The wavepacket belongs to the former. The measurement outcome belongs to the latter.
2. Two categories
In categorical language we may therefore imagine two distinct domains.
Category P: potential
Category I: instances
The crucial point is that these categories operate under different principles.
Potential structures superpose and interfere. Instances do not.
Something must therefore mediate between them.
3. The cut as mapping
The relational cut is precisely this mediation.
When an event is construed, a particular instance emerges from the structured potential described by the wavepacket.
From the categorical perspective this looks like a mapping from an object in P to an object in I.
That mapping does not preserve the entire structure of P. Superposition and interference disappear. Only a particular instance remains.
Thus the cut is not a symmetry transformation within a single category. It is a mapping between domains with different structures.
4. Functorial intuition
Category theory suggests a natural candidate for such mappings: a functor.
A functor maps objects and morphisms from one category into another while preserving certain relational structures.
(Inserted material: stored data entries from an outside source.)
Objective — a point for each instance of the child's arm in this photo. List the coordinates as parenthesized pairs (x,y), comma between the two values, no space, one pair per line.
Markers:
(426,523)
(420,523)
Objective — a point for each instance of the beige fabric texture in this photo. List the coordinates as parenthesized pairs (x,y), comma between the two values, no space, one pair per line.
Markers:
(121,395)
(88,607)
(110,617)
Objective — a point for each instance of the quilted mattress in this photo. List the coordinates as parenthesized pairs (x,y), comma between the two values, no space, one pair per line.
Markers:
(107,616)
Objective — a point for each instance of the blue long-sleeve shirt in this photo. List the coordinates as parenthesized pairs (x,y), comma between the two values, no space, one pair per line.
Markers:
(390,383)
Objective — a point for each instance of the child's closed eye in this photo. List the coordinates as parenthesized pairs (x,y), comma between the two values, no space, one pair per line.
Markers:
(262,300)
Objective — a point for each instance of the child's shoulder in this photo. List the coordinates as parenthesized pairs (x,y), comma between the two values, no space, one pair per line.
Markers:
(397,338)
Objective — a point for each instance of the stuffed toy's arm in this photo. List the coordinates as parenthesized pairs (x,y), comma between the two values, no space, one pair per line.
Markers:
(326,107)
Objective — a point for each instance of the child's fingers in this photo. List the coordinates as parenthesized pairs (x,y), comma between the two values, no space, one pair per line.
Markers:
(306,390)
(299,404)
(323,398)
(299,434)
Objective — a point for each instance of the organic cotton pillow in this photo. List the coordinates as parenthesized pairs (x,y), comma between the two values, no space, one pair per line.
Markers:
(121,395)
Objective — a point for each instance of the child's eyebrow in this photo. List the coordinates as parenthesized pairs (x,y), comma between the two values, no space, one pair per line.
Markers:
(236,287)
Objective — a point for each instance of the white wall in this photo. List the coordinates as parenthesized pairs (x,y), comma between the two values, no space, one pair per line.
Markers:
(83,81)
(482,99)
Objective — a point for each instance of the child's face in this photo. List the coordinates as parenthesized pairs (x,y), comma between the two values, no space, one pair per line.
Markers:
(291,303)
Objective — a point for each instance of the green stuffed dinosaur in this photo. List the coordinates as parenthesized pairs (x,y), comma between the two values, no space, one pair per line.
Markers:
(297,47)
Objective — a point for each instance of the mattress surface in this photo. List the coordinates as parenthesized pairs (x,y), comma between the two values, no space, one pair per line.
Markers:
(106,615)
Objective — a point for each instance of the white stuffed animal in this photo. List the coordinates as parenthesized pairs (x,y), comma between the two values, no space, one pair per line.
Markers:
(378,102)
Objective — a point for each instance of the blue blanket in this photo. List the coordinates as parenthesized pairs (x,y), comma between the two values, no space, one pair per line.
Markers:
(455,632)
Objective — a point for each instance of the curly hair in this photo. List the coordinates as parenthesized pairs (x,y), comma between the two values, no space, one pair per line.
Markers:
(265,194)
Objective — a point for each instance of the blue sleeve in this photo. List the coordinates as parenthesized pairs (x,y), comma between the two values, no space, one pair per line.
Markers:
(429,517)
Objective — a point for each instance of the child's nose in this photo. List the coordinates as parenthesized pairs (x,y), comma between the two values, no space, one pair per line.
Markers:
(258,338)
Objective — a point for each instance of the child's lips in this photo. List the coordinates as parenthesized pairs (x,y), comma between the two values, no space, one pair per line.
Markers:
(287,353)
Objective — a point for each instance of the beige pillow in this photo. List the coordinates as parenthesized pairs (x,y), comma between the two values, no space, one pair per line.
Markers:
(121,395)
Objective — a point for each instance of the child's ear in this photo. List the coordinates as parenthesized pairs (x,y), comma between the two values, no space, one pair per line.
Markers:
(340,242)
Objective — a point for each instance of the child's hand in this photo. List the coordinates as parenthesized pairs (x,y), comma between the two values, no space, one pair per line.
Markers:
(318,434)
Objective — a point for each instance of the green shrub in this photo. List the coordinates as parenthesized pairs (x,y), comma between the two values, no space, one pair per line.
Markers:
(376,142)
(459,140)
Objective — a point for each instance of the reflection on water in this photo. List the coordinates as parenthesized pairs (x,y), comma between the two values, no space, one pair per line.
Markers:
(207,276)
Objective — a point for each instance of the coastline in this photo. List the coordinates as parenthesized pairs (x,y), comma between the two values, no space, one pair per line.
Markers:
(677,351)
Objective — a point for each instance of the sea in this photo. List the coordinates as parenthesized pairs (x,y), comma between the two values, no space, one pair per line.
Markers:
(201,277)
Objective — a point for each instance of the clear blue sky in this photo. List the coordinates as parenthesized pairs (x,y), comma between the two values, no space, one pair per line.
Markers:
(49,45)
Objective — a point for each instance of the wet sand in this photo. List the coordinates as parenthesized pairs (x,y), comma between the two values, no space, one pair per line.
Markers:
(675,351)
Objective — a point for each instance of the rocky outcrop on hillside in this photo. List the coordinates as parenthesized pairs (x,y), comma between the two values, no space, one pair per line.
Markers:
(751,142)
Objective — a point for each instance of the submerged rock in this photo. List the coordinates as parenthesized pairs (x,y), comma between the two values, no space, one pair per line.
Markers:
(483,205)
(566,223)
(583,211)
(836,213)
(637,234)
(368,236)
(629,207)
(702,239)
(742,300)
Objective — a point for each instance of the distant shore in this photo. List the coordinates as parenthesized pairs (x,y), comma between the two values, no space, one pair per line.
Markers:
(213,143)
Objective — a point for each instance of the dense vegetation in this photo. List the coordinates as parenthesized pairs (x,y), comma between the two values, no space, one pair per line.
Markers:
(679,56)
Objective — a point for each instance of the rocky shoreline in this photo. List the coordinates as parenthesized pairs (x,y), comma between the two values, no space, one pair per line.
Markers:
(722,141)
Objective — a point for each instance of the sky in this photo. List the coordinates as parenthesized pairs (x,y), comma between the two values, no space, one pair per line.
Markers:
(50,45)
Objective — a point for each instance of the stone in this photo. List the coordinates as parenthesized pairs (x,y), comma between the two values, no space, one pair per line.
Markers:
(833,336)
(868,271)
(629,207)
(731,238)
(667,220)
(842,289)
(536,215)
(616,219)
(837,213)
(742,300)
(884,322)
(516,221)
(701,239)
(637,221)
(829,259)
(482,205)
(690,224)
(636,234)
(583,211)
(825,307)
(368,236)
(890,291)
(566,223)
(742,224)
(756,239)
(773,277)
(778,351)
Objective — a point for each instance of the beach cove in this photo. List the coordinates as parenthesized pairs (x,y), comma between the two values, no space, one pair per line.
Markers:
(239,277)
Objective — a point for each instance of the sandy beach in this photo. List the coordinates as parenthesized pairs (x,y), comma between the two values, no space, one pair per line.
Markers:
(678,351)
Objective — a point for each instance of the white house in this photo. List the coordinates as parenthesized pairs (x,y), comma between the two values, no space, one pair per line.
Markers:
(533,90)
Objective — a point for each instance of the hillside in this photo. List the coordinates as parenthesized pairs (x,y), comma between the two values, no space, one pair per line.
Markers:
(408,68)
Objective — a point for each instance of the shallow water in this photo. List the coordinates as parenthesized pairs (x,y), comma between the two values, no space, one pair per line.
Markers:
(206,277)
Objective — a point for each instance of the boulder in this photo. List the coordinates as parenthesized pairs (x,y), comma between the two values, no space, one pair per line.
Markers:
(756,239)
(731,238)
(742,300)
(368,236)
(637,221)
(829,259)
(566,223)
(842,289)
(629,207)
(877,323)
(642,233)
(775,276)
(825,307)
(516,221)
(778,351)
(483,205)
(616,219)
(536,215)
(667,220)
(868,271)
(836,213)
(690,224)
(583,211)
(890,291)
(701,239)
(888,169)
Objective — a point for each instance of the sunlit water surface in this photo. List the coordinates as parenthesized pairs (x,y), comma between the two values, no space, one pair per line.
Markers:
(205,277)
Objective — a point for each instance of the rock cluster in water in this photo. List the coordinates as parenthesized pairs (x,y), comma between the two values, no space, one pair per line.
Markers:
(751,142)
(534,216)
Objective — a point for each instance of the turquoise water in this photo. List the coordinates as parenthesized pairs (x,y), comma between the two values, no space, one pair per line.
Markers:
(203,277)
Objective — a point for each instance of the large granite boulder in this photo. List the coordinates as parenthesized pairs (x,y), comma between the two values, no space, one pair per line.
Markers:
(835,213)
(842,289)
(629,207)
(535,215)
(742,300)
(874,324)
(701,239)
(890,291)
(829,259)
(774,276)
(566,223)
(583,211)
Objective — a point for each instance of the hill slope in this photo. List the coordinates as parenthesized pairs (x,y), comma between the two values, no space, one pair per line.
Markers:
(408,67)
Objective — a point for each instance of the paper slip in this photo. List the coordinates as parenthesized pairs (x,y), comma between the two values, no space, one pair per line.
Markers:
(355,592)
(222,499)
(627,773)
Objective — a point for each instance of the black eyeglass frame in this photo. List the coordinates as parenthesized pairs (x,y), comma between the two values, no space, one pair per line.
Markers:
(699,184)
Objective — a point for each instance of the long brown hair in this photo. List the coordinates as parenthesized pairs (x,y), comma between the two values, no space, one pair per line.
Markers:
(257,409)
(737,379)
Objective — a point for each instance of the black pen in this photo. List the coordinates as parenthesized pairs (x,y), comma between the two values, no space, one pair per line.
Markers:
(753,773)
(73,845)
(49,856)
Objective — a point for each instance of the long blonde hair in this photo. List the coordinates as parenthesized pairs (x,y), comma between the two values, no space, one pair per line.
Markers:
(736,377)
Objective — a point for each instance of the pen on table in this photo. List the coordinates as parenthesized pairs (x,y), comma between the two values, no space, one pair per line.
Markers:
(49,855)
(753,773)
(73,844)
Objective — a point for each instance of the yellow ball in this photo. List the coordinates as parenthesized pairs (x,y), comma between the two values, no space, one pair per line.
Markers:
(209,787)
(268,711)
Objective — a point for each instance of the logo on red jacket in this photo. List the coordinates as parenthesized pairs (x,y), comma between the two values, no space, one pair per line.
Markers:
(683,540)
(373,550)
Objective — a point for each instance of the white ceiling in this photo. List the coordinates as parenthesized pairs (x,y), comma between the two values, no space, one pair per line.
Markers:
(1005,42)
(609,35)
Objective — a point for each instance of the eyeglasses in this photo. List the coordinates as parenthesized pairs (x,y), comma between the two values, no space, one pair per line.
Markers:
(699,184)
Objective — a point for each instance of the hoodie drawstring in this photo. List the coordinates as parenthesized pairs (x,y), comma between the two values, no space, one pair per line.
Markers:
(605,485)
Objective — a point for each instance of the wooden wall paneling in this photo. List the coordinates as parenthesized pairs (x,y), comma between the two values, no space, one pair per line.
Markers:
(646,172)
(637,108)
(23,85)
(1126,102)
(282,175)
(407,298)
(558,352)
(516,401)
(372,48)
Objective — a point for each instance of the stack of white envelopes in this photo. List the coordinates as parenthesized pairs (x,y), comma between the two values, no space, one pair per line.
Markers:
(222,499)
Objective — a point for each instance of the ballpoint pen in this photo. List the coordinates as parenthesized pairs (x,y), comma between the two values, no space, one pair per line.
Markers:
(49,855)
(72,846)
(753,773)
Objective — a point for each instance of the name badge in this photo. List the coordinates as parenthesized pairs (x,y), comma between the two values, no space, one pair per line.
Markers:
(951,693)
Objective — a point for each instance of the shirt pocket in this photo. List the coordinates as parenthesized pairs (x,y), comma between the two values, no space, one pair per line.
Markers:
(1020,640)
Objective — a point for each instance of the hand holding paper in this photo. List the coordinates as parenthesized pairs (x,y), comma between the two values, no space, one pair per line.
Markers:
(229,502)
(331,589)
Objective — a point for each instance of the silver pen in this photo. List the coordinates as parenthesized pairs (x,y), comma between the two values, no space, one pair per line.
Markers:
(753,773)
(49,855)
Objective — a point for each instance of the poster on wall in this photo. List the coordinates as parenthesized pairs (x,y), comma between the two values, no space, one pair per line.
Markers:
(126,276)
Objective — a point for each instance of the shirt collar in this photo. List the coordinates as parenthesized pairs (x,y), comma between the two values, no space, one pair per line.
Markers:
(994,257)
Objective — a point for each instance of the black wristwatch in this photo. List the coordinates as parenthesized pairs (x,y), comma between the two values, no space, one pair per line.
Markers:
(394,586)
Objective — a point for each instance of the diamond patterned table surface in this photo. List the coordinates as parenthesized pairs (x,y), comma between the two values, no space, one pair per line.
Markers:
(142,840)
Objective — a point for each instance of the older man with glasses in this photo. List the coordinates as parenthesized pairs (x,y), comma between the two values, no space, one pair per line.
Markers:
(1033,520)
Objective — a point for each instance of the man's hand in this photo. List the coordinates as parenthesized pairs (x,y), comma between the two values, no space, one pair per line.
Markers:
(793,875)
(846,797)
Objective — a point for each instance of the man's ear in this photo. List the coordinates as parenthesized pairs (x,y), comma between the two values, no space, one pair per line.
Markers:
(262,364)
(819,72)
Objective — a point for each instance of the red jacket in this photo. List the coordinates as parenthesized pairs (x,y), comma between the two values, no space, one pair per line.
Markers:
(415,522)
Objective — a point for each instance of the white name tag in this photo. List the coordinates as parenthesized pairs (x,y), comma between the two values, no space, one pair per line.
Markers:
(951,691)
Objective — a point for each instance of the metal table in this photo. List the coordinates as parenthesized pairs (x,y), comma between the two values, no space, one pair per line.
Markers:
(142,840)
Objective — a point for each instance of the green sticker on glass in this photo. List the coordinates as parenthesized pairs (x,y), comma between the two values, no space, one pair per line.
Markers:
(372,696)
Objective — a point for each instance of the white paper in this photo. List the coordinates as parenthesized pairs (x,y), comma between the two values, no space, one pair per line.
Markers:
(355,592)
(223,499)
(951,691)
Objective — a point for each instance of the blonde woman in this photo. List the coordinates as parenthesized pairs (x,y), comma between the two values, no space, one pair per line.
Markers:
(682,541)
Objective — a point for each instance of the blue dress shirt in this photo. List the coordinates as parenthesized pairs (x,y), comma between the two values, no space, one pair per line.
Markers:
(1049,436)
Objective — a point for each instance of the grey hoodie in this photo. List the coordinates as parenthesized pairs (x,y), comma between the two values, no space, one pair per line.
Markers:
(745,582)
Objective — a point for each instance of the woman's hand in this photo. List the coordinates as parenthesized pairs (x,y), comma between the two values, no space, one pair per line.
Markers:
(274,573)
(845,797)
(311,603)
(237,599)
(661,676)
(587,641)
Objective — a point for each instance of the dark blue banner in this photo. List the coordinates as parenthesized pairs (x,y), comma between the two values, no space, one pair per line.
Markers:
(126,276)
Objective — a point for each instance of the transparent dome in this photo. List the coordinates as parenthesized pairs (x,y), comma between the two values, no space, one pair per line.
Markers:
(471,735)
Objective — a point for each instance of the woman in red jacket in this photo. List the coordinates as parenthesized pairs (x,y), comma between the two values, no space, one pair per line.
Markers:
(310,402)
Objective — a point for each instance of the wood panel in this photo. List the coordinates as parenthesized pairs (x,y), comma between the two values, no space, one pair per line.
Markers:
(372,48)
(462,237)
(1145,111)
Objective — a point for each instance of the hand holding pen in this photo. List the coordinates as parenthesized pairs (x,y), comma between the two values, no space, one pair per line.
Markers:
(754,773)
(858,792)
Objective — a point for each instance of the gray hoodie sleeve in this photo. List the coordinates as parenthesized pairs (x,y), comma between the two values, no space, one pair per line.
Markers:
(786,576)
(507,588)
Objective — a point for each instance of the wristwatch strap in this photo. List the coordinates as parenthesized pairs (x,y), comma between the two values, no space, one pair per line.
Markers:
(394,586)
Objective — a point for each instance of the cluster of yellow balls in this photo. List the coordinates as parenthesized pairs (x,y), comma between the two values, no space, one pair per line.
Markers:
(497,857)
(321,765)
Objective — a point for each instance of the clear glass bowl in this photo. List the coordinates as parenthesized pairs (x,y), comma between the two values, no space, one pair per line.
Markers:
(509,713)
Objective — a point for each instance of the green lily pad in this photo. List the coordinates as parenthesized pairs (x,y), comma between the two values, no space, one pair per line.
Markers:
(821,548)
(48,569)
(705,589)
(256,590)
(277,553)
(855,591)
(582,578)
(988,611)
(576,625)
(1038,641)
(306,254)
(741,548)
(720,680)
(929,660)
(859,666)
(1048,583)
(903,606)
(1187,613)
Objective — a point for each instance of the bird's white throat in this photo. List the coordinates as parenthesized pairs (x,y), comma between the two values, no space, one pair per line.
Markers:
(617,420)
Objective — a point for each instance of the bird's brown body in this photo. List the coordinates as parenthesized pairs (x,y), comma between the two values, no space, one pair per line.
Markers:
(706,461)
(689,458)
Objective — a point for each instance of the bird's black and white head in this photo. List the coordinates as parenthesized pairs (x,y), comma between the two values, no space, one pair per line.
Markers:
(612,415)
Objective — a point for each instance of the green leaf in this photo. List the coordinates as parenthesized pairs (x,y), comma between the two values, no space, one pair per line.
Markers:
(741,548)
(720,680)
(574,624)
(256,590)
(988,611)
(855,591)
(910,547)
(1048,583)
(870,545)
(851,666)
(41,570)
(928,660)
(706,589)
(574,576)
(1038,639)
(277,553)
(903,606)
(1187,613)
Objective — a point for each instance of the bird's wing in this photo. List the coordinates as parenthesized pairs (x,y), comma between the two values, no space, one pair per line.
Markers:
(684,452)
The relational cut behaves similarly.
It takes a structured potential object and produces an instance object while preserving certain relations — for example, the statistical relations encoded in amplitude distributions.
However, it does not preserve the full structure of the potential domain.
Interference relations vanish once an instance is actualised. In that sense the mapping is structure-reducing.
This is exactly why measurement appears discontinuous in the orthodox formalism.
5. Why collapse looks mysterious
Within the standard Hilbert-space picture the wavefunction is treated as a complete description of reality.
When a measurement occurs, the formalism suddenly replaces that description with a single eigenstate. The transformation appears abrupt and unexplained.
From the relational perspective the confusion arises because two distinct domains are being conflated.
The “collapse” is simply the moment when the description moves from one domain to the other.
In other words:
collapse is not a physical event in Hilbert space; it is the relational cut between potential and instance.
The apparent discontinuity is therefore not dynamical but perspectival.
6. The preservation of statistical structure
Although the cut discards much of the structure of the potential domain, it preserves something important.
The statistical relations encoded in amplitude magnitudes survive as frequencies across repeated instances.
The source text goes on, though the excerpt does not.